Indeks ENSO juga mencatat selama enam dasarian terakhir tercatat dengan nilai anomali telah melewati angka -0.5°C, yang menjadi ambang batas kategori La Nina.

“Perkembangan nilai anomali suhu muka laut di wilayah tersebut masing-masing -0.6°C pada bulan Agustus, dan -0.9°C pada bulan September 2020,” ujar Kepala Deputi Bidang Klimatologi BMKG, Herizal.

BMKG dan National Oceanic and Atsmopheric Adminitration (NOAA), Bureau of Meteorolgy (BoM), dan Japan Meteorologicial Agency memperkirakan La Nina dapat berkembang terus hingga mencapai intensitas La Nina Moderate pada akhir tahun 2020.

Sehingga, diperkirakan La Nina dan seluruh dampaknya akan mulai meluruh pada Januari 2021 hingga Februari 2021 dan berakhir di sekitar Maret 2021 hingga April 2021 mendatang.

Sementara itu, Lanjut Herizal, Oktober 2020 hingga November 2020 nanti peningkatan curah hujan bulanan akibat La Nina dapat terjadi hampir di seluruh wilayah Indonesia kecuali Sumatera.

“Selanjutnya pada Bulan Desember 2020 hingga Februari 2021, peningkatan curah hujan akibat La Nina dapat terjadi di Kalimantan bagian timur, Sulawesi, Maluku-Maluku Utara dan Papua,” terangnya.

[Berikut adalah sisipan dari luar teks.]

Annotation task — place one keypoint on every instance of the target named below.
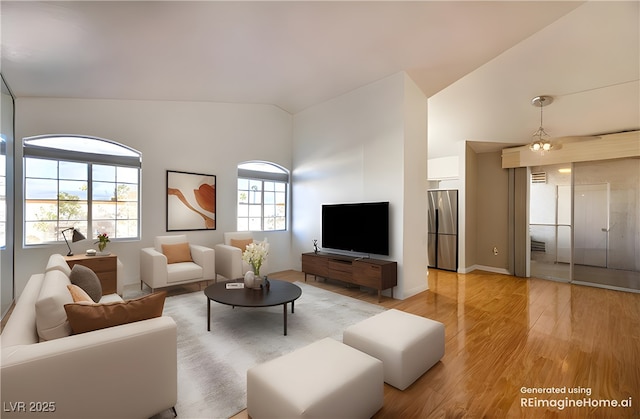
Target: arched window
(88, 183)
(262, 196)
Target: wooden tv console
(373, 273)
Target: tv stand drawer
(339, 269)
(373, 273)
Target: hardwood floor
(505, 335)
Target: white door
(591, 224)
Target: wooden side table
(105, 267)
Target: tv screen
(357, 227)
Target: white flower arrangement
(255, 254)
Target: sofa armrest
(122, 371)
(206, 258)
(228, 261)
(153, 267)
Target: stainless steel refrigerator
(442, 229)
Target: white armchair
(229, 263)
(179, 263)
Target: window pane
(58, 193)
(255, 197)
(243, 210)
(127, 211)
(127, 229)
(41, 189)
(104, 226)
(269, 198)
(71, 170)
(255, 224)
(104, 173)
(255, 185)
(41, 168)
(255, 210)
(104, 191)
(127, 175)
(71, 189)
(72, 211)
(104, 210)
(40, 232)
(269, 224)
(127, 192)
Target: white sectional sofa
(125, 371)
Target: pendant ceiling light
(541, 141)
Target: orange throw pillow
(178, 252)
(241, 244)
(88, 317)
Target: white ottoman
(325, 379)
(408, 345)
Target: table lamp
(77, 236)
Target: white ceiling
(289, 54)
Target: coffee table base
(284, 311)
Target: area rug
(212, 366)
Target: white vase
(249, 279)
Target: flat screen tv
(356, 227)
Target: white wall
(588, 60)
(210, 138)
(352, 148)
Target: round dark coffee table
(279, 293)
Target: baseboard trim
(492, 269)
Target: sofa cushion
(78, 294)
(241, 243)
(88, 317)
(51, 319)
(176, 253)
(86, 279)
(57, 261)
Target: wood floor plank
(503, 334)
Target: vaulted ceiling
(289, 54)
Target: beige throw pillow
(88, 317)
(78, 294)
(241, 243)
(86, 279)
(179, 252)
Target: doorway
(584, 223)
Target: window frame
(277, 174)
(116, 156)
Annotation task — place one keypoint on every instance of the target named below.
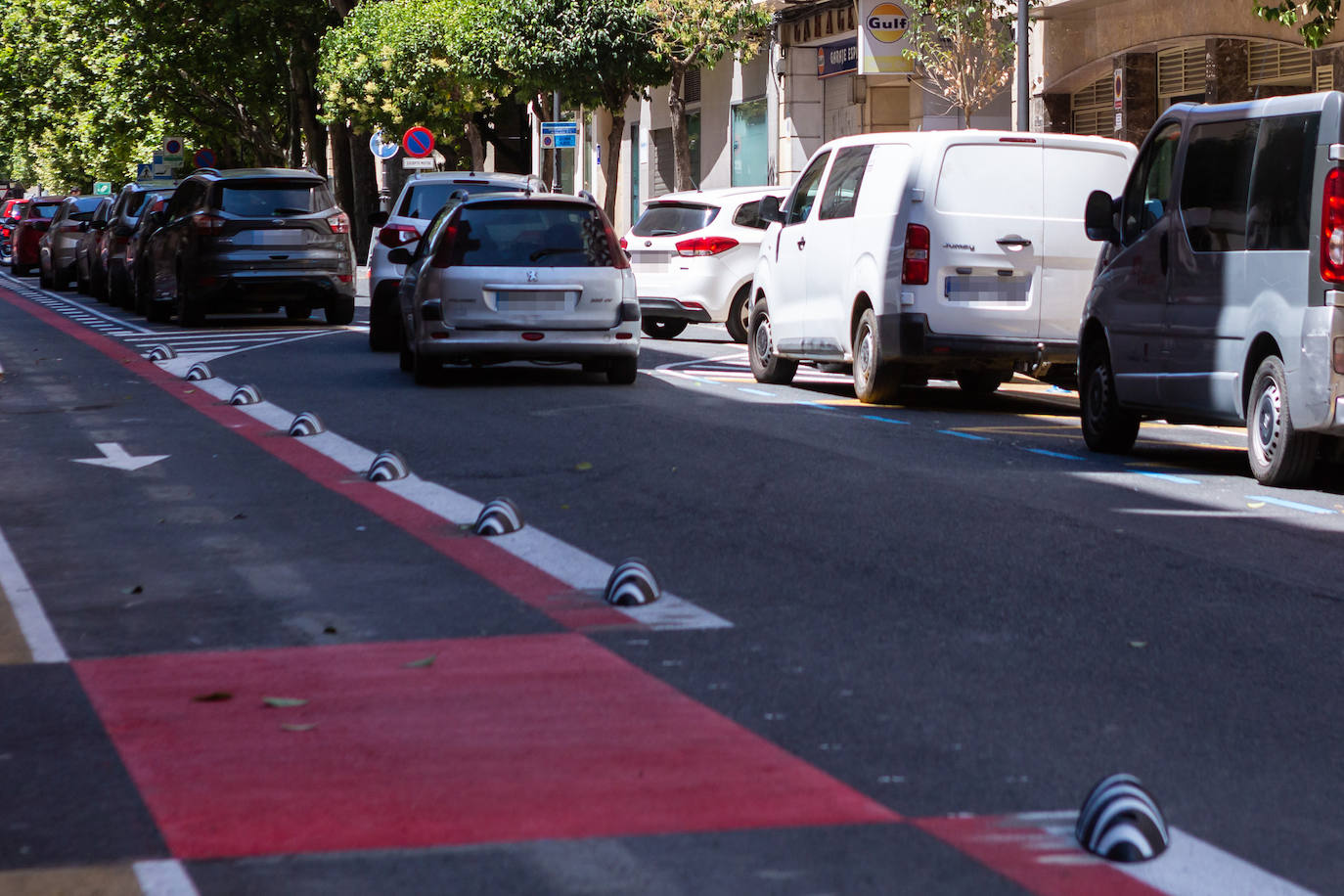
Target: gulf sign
(882, 38)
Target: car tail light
(916, 267)
(205, 223)
(704, 246)
(394, 236)
(444, 256)
(1332, 226)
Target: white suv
(693, 255)
(403, 225)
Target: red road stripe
(1026, 855)
(525, 582)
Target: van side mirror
(1099, 218)
(770, 209)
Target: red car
(34, 222)
(10, 214)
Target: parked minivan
(940, 254)
(1218, 294)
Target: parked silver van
(1218, 293)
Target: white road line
(164, 877)
(564, 561)
(1189, 867)
(27, 610)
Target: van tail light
(207, 223)
(915, 270)
(444, 256)
(704, 246)
(394, 236)
(1332, 226)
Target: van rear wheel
(874, 381)
(1279, 454)
(1107, 427)
(766, 367)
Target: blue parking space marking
(1290, 506)
(1059, 454)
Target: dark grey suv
(251, 238)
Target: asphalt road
(912, 636)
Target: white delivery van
(940, 254)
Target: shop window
(1276, 64)
(1093, 108)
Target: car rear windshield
(424, 201)
(674, 219)
(140, 201)
(273, 199)
(528, 234)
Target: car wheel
(766, 367)
(739, 315)
(1107, 427)
(980, 383)
(874, 381)
(661, 327)
(1279, 454)
(189, 308)
(340, 312)
(383, 326)
(622, 371)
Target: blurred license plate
(650, 262)
(530, 301)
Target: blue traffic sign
(380, 148)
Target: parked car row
(258, 238)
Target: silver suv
(506, 278)
(402, 226)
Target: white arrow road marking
(117, 458)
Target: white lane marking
(164, 877)
(1290, 506)
(1189, 867)
(27, 610)
(564, 561)
(117, 458)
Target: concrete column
(1226, 70)
(1139, 105)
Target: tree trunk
(680, 139)
(366, 193)
(611, 162)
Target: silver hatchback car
(507, 278)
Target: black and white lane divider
(306, 425)
(1120, 821)
(245, 395)
(200, 371)
(387, 467)
(499, 517)
(632, 585)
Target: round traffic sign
(419, 141)
(380, 148)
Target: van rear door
(985, 237)
(1069, 258)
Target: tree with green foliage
(1318, 18)
(696, 34)
(965, 51)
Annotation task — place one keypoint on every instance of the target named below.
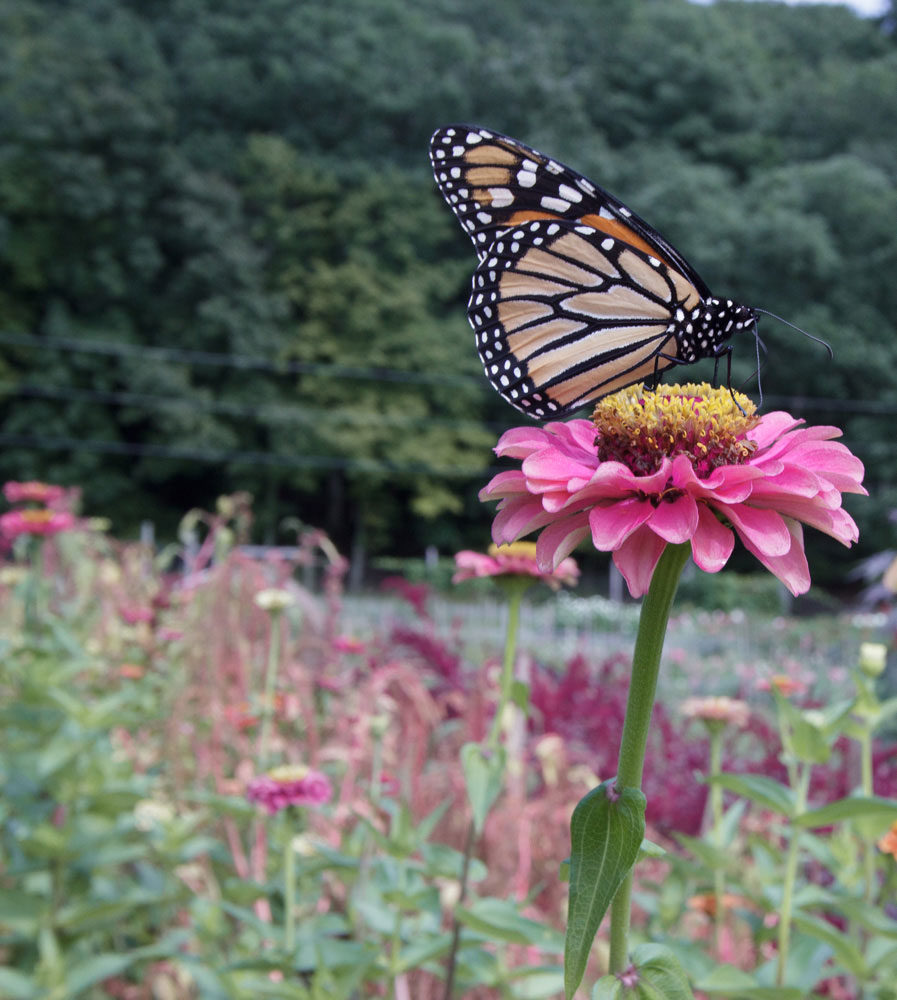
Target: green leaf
(484, 776)
(520, 695)
(17, 986)
(758, 788)
(846, 952)
(418, 952)
(727, 981)
(851, 807)
(648, 849)
(500, 918)
(93, 969)
(539, 982)
(607, 988)
(606, 832)
(660, 974)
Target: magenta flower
(681, 464)
(34, 521)
(516, 559)
(33, 491)
(289, 786)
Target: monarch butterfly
(575, 296)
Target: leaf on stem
(484, 774)
(606, 833)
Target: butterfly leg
(727, 353)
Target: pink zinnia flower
(681, 464)
(33, 491)
(289, 786)
(135, 614)
(35, 521)
(785, 685)
(516, 559)
(717, 708)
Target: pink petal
(712, 543)
(518, 518)
(676, 521)
(765, 529)
(504, 484)
(614, 523)
(791, 568)
(551, 466)
(772, 426)
(559, 539)
(519, 442)
(637, 558)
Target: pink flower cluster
(517, 559)
(289, 786)
(46, 520)
(761, 480)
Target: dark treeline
(224, 264)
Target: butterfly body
(575, 296)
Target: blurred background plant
(131, 858)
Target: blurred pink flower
(33, 491)
(785, 685)
(717, 708)
(35, 521)
(516, 559)
(348, 644)
(289, 786)
(133, 614)
(681, 464)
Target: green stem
(791, 860)
(642, 688)
(516, 589)
(865, 741)
(270, 681)
(289, 896)
(716, 811)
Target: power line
(265, 413)
(206, 455)
(239, 361)
(373, 373)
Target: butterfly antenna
(817, 340)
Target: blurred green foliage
(251, 182)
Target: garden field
(232, 779)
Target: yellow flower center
(37, 517)
(520, 550)
(641, 427)
(286, 774)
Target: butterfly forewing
(565, 314)
(575, 295)
(493, 182)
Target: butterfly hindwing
(564, 314)
(493, 182)
(575, 296)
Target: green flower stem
(270, 681)
(865, 741)
(801, 787)
(642, 688)
(716, 811)
(515, 587)
(34, 585)
(289, 896)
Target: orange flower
(888, 843)
(785, 685)
(717, 709)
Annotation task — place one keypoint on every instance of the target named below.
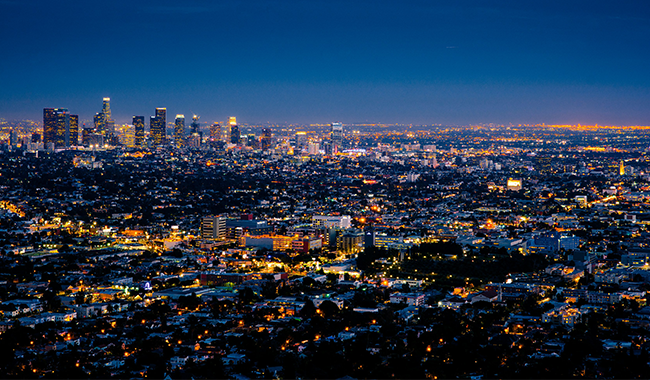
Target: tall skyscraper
(213, 227)
(266, 139)
(158, 126)
(179, 131)
(215, 131)
(235, 135)
(49, 126)
(106, 108)
(337, 137)
(104, 123)
(56, 127)
(138, 126)
(100, 124)
(195, 124)
(74, 130)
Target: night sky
(420, 62)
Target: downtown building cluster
(448, 253)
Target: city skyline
(291, 62)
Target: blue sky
(421, 62)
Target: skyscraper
(100, 124)
(215, 131)
(49, 126)
(138, 126)
(74, 130)
(337, 137)
(235, 135)
(106, 108)
(56, 127)
(179, 131)
(266, 139)
(195, 124)
(158, 126)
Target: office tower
(103, 121)
(337, 137)
(266, 139)
(313, 148)
(158, 126)
(301, 139)
(74, 130)
(98, 121)
(49, 125)
(235, 135)
(138, 129)
(13, 137)
(85, 136)
(179, 131)
(195, 124)
(213, 227)
(251, 140)
(106, 108)
(127, 135)
(215, 131)
(56, 127)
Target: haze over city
(449, 62)
(332, 190)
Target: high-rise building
(266, 139)
(337, 137)
(100, 124)
(49, 126)
(215, 131)
(106, 108)
(195, 124)
(56, 127)
(312, 148)
(235, 135)
(127, 135)
(74, 130)
(138, 126)
(158, 126)
(179, 131)
(213, 227)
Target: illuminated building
(514, 184)
(98, 121)
(301, 139)
(56, 127)
(196, 135)
(312, 148)
(127, 135)
(106, 108)
(74, 130)
(215, 131)
(158, 126)
(109, 124)
(195, 124)
(213, 227)
(225, 133)
(235, 135)
(337, 137)
(266, 139)
(343, 221)
(138, 126)
(179, 131)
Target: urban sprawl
(340, 251)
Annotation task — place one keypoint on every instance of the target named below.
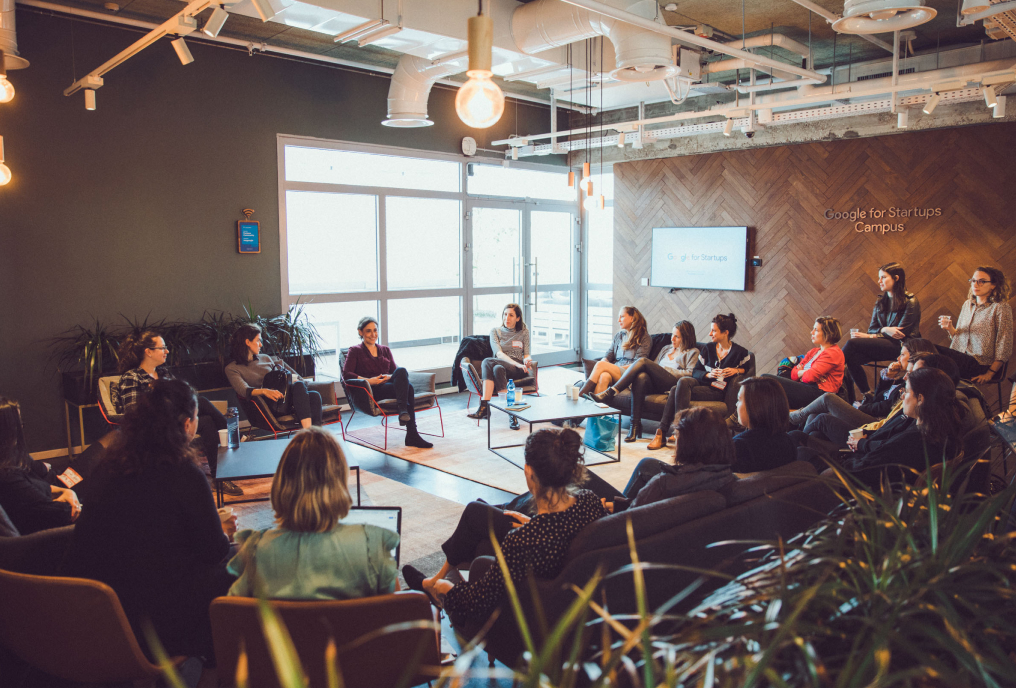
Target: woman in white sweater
(510, 344)
(655, 377)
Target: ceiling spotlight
(990, 99)
(183, 52)
(480, 103)
(973, 6)
(214, 22)
(880, 16)
(4, 170)
(263, 8)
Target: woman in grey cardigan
(510, 344)
(246, 374)
(655, 377)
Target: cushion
(755, 485)
(646, 520)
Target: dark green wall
(132, 208)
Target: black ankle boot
(413, 438)
(482, 412)
(635, 432)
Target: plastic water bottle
(233, 426)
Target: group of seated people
(151, 532)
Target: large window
(432, 246)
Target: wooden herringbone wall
(814, 266)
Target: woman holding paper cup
(511, 360)
(151, 530)
(981, 338)
(142, 360)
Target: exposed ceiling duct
(410, 87)
(640, 55)
(8, 38)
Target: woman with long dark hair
(630, 344)
(896, 317)
(646, 377)
(511, 360)
(554, 470)
(30, 502)
(981, 339)
(721, 362)
(151, 530)
(141, 361)
(374, 363)
(764, 413)
(249, 366)
(927, 432)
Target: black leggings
(397, 388)
(645, 377)
(799, 394)
(859, 352)
(968, 366)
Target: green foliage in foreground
(905, 588)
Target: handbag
(601, 433)
(278, 379)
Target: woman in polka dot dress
(553, 470)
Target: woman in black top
(720, 363)
(896, 317)
(765, 413)
(926, 433)
(553, 468)
(151, 532)
(30, 501)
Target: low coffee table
(254, 459)
(548, 409)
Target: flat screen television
(700, 257)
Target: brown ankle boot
(657, 441)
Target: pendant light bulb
(6, 89)
(480, 103)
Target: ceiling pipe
(8, 38)
(948, 78)
(640, 55)
(410, 87)
(691, 39)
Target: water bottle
(233, 426)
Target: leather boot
(657, 441)
(482, 412)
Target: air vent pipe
(640, 55)
(8, 38)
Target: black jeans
(859, 352)
(681, 398)
(644, 377)
(398, 388)
(799, 394)
(305, 402)
(209, 422)
(968, 366)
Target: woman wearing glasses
(141, 356)
(982, 335)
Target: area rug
(462, 451)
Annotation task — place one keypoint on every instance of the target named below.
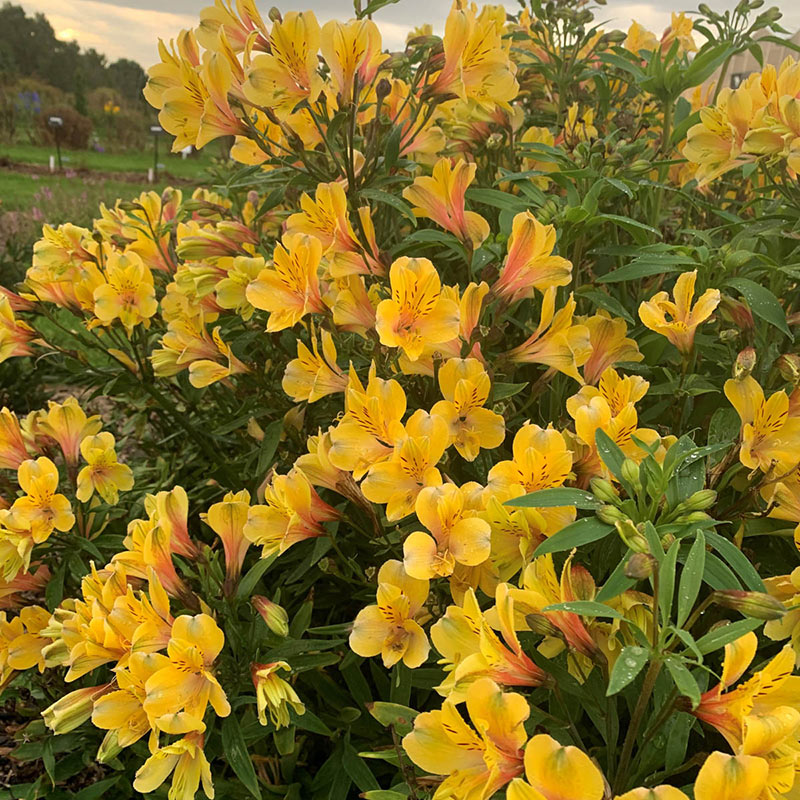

Pada Oktober ini, tambahnya, beberapa zona musim di wilayah Indonesia diperkirakan akan memasuki Musim Hujan, di antaranya Pesisir Timur Aceh, sebagian Riau, Jambi, Sumatera Selatan, Pulau Bangka, Lampung, Banten, sebagian Jawa Barat.

Selain itu, juga sebagian Jawa tengah, sebagian kecil Jawa Timur, sebagian Kalimantan Barat, sebagian Kalimantan Tengah, Kalimantan Selatan, sebagian Kalimantan Timur, sebagian Kalimantan Utara, sebagian kecil Sulawesi, Maluku Utara dan sebagian kecil Nusa Tenggara Barat.

Peningkatan curah hujan seiring dengan awal musim hujan disertai peningkatan akumulasi curah hujan akibat La Nina berpotensi menjadi pemicu terjadinya bencana hidro-meteorologis seperti banjir dan tanah longsor.

BMKG berharap para pemangku kepentingan dapat lebih optimal melakukan pengelolaan tata air terintegrasi dari hulu hingga hilir misalnya dengan penyiapan kapasitas sungai dan kanal untuk antisipasi debit air yang berlebih.

“Kami mengimbau agar masyarakat terus memperbaharui perkembangan informasi dari BMKG dengan memanfaatkan kanal media sosial infoBMKG, atau langsung menghubungi kantor BMKG terdekat,” pungkasnya.